Em um artigo publicado pelo The New York Times, Routledge destacou que a Geração Z encontra na nostalgia uma forma de equilíbrio. “Eles não estão apenas tentando escapar da era digital, mas ressignificando experiências analógicas como uma maneira de viver com mais autenticidade”, explicou.
"A nostalgia histórica pode estar ajudando a geração mais jovem a aproveitar os benefícios das novas tecnologias, ao mesmo tempo em que preserva as virtudes das experiências tangíveis e físicas que continuam essenciais para o bem-estar humano", refletiu.

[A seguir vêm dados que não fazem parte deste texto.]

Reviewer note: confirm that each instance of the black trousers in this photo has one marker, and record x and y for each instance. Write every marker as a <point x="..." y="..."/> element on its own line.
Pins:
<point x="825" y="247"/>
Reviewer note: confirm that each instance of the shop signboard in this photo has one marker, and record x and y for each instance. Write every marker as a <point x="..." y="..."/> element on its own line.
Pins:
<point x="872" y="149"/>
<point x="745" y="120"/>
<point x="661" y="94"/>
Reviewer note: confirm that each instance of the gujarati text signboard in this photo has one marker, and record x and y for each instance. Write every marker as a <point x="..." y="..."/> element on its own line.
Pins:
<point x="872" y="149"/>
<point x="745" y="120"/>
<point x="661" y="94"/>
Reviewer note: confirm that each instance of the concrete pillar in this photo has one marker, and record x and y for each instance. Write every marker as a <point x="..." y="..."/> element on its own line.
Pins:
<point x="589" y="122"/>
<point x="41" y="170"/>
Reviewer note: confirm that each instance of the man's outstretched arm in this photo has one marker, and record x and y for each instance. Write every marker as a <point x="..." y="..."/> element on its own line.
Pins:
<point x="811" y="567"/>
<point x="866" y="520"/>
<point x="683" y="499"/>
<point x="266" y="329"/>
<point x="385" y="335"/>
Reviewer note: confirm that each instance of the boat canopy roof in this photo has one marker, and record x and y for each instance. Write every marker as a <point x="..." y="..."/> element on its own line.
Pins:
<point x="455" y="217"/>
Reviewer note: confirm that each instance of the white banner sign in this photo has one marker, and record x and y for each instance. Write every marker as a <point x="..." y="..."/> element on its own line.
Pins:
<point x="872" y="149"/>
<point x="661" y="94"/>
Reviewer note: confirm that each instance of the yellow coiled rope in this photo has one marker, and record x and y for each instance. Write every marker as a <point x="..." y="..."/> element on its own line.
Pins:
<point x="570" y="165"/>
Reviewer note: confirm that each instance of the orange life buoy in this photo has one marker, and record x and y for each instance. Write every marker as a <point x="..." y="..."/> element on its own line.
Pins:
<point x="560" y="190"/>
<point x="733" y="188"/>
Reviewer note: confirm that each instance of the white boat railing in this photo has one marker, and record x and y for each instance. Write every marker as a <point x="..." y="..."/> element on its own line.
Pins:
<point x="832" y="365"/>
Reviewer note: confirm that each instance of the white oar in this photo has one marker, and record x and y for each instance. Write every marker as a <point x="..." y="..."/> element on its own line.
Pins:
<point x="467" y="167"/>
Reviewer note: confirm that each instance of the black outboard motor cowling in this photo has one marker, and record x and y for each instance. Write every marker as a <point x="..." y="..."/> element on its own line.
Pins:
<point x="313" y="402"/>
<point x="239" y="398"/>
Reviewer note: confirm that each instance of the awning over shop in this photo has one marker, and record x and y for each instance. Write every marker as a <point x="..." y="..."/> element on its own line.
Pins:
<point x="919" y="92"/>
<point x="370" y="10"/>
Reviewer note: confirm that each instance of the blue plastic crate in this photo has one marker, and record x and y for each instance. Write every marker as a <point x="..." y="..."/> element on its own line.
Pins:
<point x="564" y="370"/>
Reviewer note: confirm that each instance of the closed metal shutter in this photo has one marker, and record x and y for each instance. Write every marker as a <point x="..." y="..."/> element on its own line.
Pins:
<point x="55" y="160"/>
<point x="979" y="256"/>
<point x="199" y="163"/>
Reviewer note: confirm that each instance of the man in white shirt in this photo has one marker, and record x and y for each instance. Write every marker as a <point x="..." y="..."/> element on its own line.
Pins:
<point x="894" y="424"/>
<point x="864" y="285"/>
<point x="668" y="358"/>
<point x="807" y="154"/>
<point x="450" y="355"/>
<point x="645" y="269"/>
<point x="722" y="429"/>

Esse movimento não se limita à memória e pode afetar até as tendências de consumo. Uma reportagem da Fortune apontou que o mercado de vinis movimentou US$ 1,2 bilhão nos Estados Unidos em 2022, em grande parte impulsionado por jovens da Geração Z.
O interesse se estende também a CDs, câmeras analógicas e livros impressos, produtos que voltaram a ganhar espaço diante de um mundo que se encontra completamente mergulhado pelo streaming e redes sociais.
Funcionários do Bellows Film Lab, em Chicago, atendem em loja que revive a fotografia analógica, em 26 de maio de 2023. (Mary Mathis/The Washington Post/Getty Images)
Além disso, o estudo mostra que o engajamento com experiências offline cresceu: visitas a bibliotecas, encontros presenciais e hobbies manuais — como a cerâmica, que tem viralizado no TikTok — são exemplos de como essa geração tem buscado alternativas e evitando passar longos períodos em frente às telas.
O ponto principal é que, ao mesmo tempo em eles que assinam os serviços digitais, muitos deles ainda convencem os pais a investirem em equipamentos antigos, como vitrolas e tocadores de CD.
O fascínio pelo passado também está relacionado ao ceticismo em relação à tecnologia. Uma pesquisa conduzida em 2023 por Harris Poll, em parceria com a equipe de Clay Routledge, revelou que embora Millennials e Gen Z enxerguem o futuro com certo otimismo, ambos demonstram preocupação com os impactos da tecnologia na saúde mental e no isolamento social, especialmente em um mundo pós-pandemia.
Esse equilíbrio entre o entusiasmo e o medo parece ajudar entender por que tantos jovens recorrem à nostalgia. Segundo o estudo, o resgate de referências dos anos 90 e 2000 — décadas pré-redes sociais — oferece uma sensação de pertencimento e uma conexão com um tempo considerado mais simples e menos saturado digitalmente.
Séries como Friends e Sex And The City são exemplos de como produções antigas ainda podem cair na graça da nova geração, que continua a se encantar pela estética antiga e em um mundo onde as relações não necessitavam de uma conta nas redes sociais.
Friends: David Schwimmer (Ross) e Jennifer Aniston (Rachel) em cena do episódio “The One Where Ross Finds Out”, exibido em 1995. (Isenberg/NBCU Photo Bank/NBCUniversal /Getty Images)
"Muitas vezes ouço as pessoas se perguntarem se os jovens adultos de hoje nasceram tarde demais para aproveitar os benefícios do mundo pré-internet. Nossa pesquisa me dá esperança de que a resposta seja não, porque a nostalgia histórica está ajudando-os justamente a fazer isso", revelou Routledge.
Os estudos do especialista revelam que a nostalgia da Geração Z não se limita a uma tendência de consumo. Ela funciona como um recurso psicológico ativo, capaz de aliviar pressões e oferecer sentido em meio às dúvidas do presente.